Jugendliche der norwegischen Sozialdemokraten AUF spielen auf dem Utøya-Sommerlager 2010 "Durchbrecht die Blockade" (Foto: Sosialistisk Ungdom - SU)
Was waren eigentlich die Tätigkeiten der Jungsozialisten der AUF im Utøya-Jugendlager, bevor Anders Breivik dort den schlimmsten Terrorangriff auf den Westen seit Madrid verübte? Welche Ideologie wurde den Kindern, Jugendlichen und jungen Erwachsenen (das Durchschnittsalter war 16 Jahre) dort eingeimpft?
Ulrich Sahm hat bereits darüber berichtet, dass die Jugendlichen ein Plakat mit der Aufschrift “Boykottiert Israel” einen Tag vor dem Attentat im Beisein des norwegischen Außenministers Jonas Gahr Støre auf der Insel Utøya hochhielten und dass einige der Teilnehmer zunächst glaubten, das Massaker wäre eine Simulation israelischer Angriffe auf Palästinenser im Gaza-Streifen.
Das ist aber noch lange nicht alles. Im Utøya-Zeltlager der Sozialdemokraten haben die Jugendlichen im Jahr 2010 ein Spiel namens “Durchbrecht die Blockade” gespielt: Sie setzten sich in ein Schlauchboot, das ein Schiff der “Friedensflotte” symbolisieren sollte, und simulierten die Übertretung der Seeblockade beim Gaza-Streifen. Einige der Jungsozialisten trugen dabei Palästinenser-Halstücher.

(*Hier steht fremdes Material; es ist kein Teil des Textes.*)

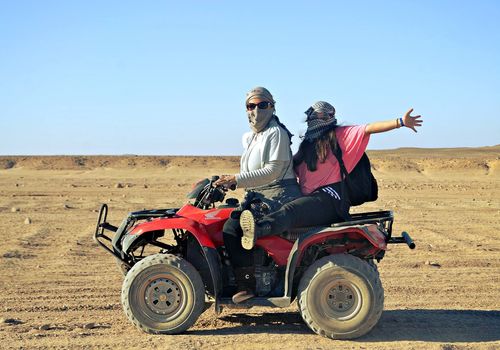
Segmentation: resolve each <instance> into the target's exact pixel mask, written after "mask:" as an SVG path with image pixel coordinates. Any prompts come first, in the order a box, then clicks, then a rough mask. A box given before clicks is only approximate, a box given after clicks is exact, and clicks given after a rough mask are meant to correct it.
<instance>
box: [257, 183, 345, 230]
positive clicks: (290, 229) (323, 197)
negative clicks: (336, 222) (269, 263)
mask: <svg viewBox="0 0 500 350" xmlns="http://www.w3.org/2000/svg"><path fill="white" fill-rule="evenodd" d="M339 187H340V186H336V185H335V186H334V185H330V186H328V187H324V188H322V189H319V190H317V191H315V192H313V193H311V194H309V195H307V196H304V197H300V198H297V199H295V200H293V201H291V202H289V203H286V204H285V205H283V206H282V207H281V208H280V209H279V210H277V211H275V212H273V213H271V214H269V215H266V216H265V217H264V218H263V219H262V222H263V223H269V224H270V225H271V232H272V233H273V234H280V233H283V232H285V231H288V230H291V229H294V228H300V227H311V226H323V225H330V224H332V223H334V222H342V221H345V220H348V219H349V207H348V203H347V202H342V201H341V198H340V193H341V191H340V188H339Z"/></svg>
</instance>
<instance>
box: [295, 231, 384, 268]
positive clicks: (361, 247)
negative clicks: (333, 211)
mask: <svg viewBox="0 0 500 350" xmlns="http://www.w3.org/2000/svg"><path fill="white" fill-rule="evenodd" d="M342 238H345V239H346V242H347V243H346V244H342V245H339V246H332V247H329V248H328V249H327V251H328V252H329V253H330V254H339V253H345V252H349V251H350V250H360V249H364V255H366V256H369V255H375V254H377V253H378V252H379V251H381V250H386V249H387V243H386V242H385V235H384V234H383V233H382V232H380V231H379V229H378V227H377V225H375V224H366V225H355V226H346V227H328V228H325V229H324V230H323V231H320V232H318V233H317V234H315V235H312V236H310V237H308V238H306V239H305V240H304V241H302V242H300V245H299V247H298V251H299V258H298V261H299V262H300V260H301V258H302V254H303V253H304V251H305V250H306V249H307V248H308V247H310V246H312V245H315V244H322V243H324V242H326V241H327V240H329V239H342ZM362 238H364V239H366V241H365V242H363V240H362V241H361V242H359V240H360V239H362Z"/></svg>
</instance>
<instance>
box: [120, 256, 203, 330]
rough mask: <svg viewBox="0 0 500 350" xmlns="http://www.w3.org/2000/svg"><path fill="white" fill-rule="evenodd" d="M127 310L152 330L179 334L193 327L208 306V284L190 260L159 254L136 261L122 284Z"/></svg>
mask: <svg viewBox="0 0 500 350" xmlns="http://www.w3.org/2000/svg"><path fill="white" fill-rule="evenodd" d="M122 305H123V309H124V311H125V314H126V315H127V317H128V318H129V320H130V321H132V323H134V324H135V325H136V326H137V327H138V328H139V329H141V330H143V331H145V332H147V333H152V334H177V333H181V332H183V331H185V330H187V329H188V328H189V327H191V326H192V325H193V324H194V323H195V322H196V320H197V319H198V317H199V316H200V315H201V313H202V312H203V311H204V309H205V287H204V284H203V281H202V279H201V277H200V274H199V273H198V271H196V269H195V268H194V267H193V265H191V264H190V263H189V262H188V261H186V260H184V259H182V258H180V257H178V256H175V255H171V254H155V255H151V256H148V257H146V258H144V259H142V260H141V261H140V262H138V263H137V264H135V265H134V266H133V267H132V269H130V271H129V272H128V273H127V275H126V276H125V280H124V281H123V286H122Z"/></svg>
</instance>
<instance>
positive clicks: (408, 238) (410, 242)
mask: <svg viewBox="0 0 500 350" xmlns="http://www.w3.org/2000/svg"><path fill="white" fill-rule="evenodd" d="M401 236H402V237H403V239H404V240H405V242H406V244H407V245H408V247H409V248H410V249H415V242H413V239H411V237H410V235H409V234H408V232H406V231H403V232H401Z"/></svg>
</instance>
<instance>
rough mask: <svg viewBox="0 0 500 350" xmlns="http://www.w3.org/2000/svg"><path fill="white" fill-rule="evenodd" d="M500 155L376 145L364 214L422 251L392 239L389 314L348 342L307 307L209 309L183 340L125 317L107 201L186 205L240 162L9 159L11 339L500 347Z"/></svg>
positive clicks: (185, 160)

Schließlich haben die Jugendlichen der AUF islamische Nachwuchs-Terroristen auf die Insel eingeladen. Sie bekamen Besuch von der Fatah-Jugend. Die Fatah-Jugend, die sich als “Opfer des israelischen Staatsterrorismus” ansieht, veröffentlichte nach dem Massaker folgende Erklärung: “Mit Fassungslosigkeit haben wir die dramatischen Neuigkeiten eines schrecklichen Terrorangriffs gegen ein Sommerlager vernommen, das von unseren Kameraden der Norwegischen Arbeiterjugend AUF geleitet wird (…) Die Fatah-Jugendgruppe hat seit beinahe 15 Jahren am selben Sommerlager teilgenommen.”
Zumindest erklärt das, wie Breivik auf die Idee kommen konnte, anstelle von islamischen Terroristen ein Sommerlager der sozialdemokratischen Arbeiterjugend anzugreifen – islamische Nachwuchs-Terroristen bezeichneten die Teilnehmer des Sommerlagers als ihre “Kameraden”. Die AUF hat außerdem im Jahr 2010 mit einer Kampagne gegen Israel von sich Reden gemacht (siehe Fotos).
Adrian Pracon, der das Massaker des rechtsradikalen Massenmörders Anders Breivik überlebt hat, berichtet davon, ob die linke Ideologie, die man den Kindern eingetrichtert hat, ihnen in dieser schrecklichen Situation helfen konnte:
“Einige meiner Freunde haben versucht, [Breivik] aufzuhalten, indem sie mit ihm sprachen. Viele Leute auf der Insel denken, dass es ein Test war (…) verglichen damit, wie es ist, in Gaza zu leben. Also sind viele Leute zu ihm gegangen und haben versucht, mit ihm zu reden, aber sie wurden sofort erschossen.”
Es gibt kein Gut und Böse. Die Mitglieder der Fatah-Jugend sind Menschen wie wir, sie sind nur in einer schrecklichen Lage aufgewachsen, weil die Israelis sie schlecht behandeln. Anders Breivik ist ein Mensch wie wir, er ist nicht böse, bloß weil er uns ermordet. Man kann jedes Problem lösen, indem man einfach darüber redet.
Wenn es nach mir gegangen wäre, hätte der Polizist, der sich während des Massakers auf der Insel befunden hat, seine Waffe tragen dürfen und er hätte gelernt, wie man mit Terroristen kommuniziert. Mit scharfer Munition. So hätte man das Attentat verhindern können. Die Köpfe der Kinder mit Unsinn zu füllen, hat die Situation nur weiter verschärft.
Der Westen muss endlich erwachsen werden und lernen, Freunde von Feinden zu unterscheiden. Erster Schritt: Man duldet keine Nachwuchs-Terroristen auf dem Sommerlager seiner Kinder. Die Opfer Breiviks waren nicht nur die Opfer von einer zerstörerischen Ideologie.